“What?”
“You know. Doing sunshine, feeling the seashore … tell me how I might grasp this evening better, so that I might remember it always.”
He leaned forward and drew something into the sand, breathing a laugh, glancing up at her face. He stared for too long and too deep, until a startling sensation awoke.
“Come.” He slipped off the rock and leaned against it instead. He patted the ground. “Sit.”
She complied without argument. “What is next? Shall we take off our shoes?”
“Too cold for that. Now lie down.” Scooting himself forward, he flattened against the sand and placed his hands behind his head. “How is that?”
She wiggled deeper into the sand, every sense alive as the coldness shivered through her. “What next?”
“Look up.”
“I am.”
“Look harder. You see?”
She squinted into the dark blue sky, where the shadow of a seagull flew overhead and a sliver of a moon appeared from behind a cloud.
“The stars. You see them?”
“No.”
“There’s one.” He pointed to the heavens. “And there. And there. And there.”
She followed his finger, giggling at his enthusiasm, until she spotted the first twinkling dot in the inky sky. “La, but they are lovely.” And with every passing second, with every deepening of the heavens, they grew lovelier. Thousands blinked down at them, brighter than any she’d ever seen—or had she ever looked before?
She couldn’t remember.
She couldn’t remember anyone ever asking her to.
“What do you think of that, Miss Gresham?”
“I think it is perfection.” A moment she wanted to keep. A sight she never wanted to unsee. Much grander than any ball or new dress or trifling party or—
“Come.” He swung himself up, reached for her hands, and pulled her up with him. “You had better dust yourself before we return, lest you appear as if you have met with a tumble from the horse.”
She shook the evidence from her hair, wiped it from her dress, though she only wanted to burrow back into the sand a little longer. A weave of emotion tangled through her as she mounted again, each thread different and startling.
One of guilt for doing what Father would disapprove of. One of satisfaction for the end of her loneliness. One of ecstasy for each of the adventures unfolding before her.
And one of confusion. Terrible confusion.
Because the truth of it was she did not view William Kensley as a brother at all.
“Not goin’ to bed, then?” Pulling the cap off his head, the stable boy Isaac approached the workbench, both coat pockets bulging.
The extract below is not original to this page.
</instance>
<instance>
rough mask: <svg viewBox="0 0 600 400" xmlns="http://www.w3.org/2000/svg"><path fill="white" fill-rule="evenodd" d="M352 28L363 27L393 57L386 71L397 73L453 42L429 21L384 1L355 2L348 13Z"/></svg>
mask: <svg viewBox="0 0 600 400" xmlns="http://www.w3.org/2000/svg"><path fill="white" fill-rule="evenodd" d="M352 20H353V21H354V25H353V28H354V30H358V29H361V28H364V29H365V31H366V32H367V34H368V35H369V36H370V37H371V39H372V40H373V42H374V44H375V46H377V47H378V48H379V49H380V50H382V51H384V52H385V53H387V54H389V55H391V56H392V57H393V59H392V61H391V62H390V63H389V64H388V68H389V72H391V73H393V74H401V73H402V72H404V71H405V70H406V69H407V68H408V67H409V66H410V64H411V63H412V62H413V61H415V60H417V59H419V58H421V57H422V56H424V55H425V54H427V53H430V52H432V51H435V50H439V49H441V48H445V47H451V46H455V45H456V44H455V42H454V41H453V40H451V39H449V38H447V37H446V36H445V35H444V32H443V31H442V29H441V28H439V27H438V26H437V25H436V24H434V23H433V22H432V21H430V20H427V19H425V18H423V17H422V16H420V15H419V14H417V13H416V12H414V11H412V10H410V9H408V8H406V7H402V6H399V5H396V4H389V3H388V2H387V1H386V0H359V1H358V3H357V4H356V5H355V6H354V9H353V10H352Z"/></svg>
William scooted over. “Have a seat.” In the yellow glow of the lantern hanging from a square wooden post, he handed a second bridle and rag to the boy. Strange that doing simple things, these menial tasks like polishing the red-tinted leather, could feel so good. As if he were accomplishing something. As if working with his hands, here with Isaac, had purpose.
William breathed in the strong, oily scent of his cleaning mixture then sighed. Was it possible he was content here? That without Rosenleigh, without his green countryside, without the labyrinth and the title of gentleman, he was still happy? Or was it only an illusion?
One Isabella had painted for him?
“I walked Browny-the-Beau today. Mr. Ribton said I could, if I finished the rest of me chores.”
William focused on the freckle-faced lad. “A fine horse.”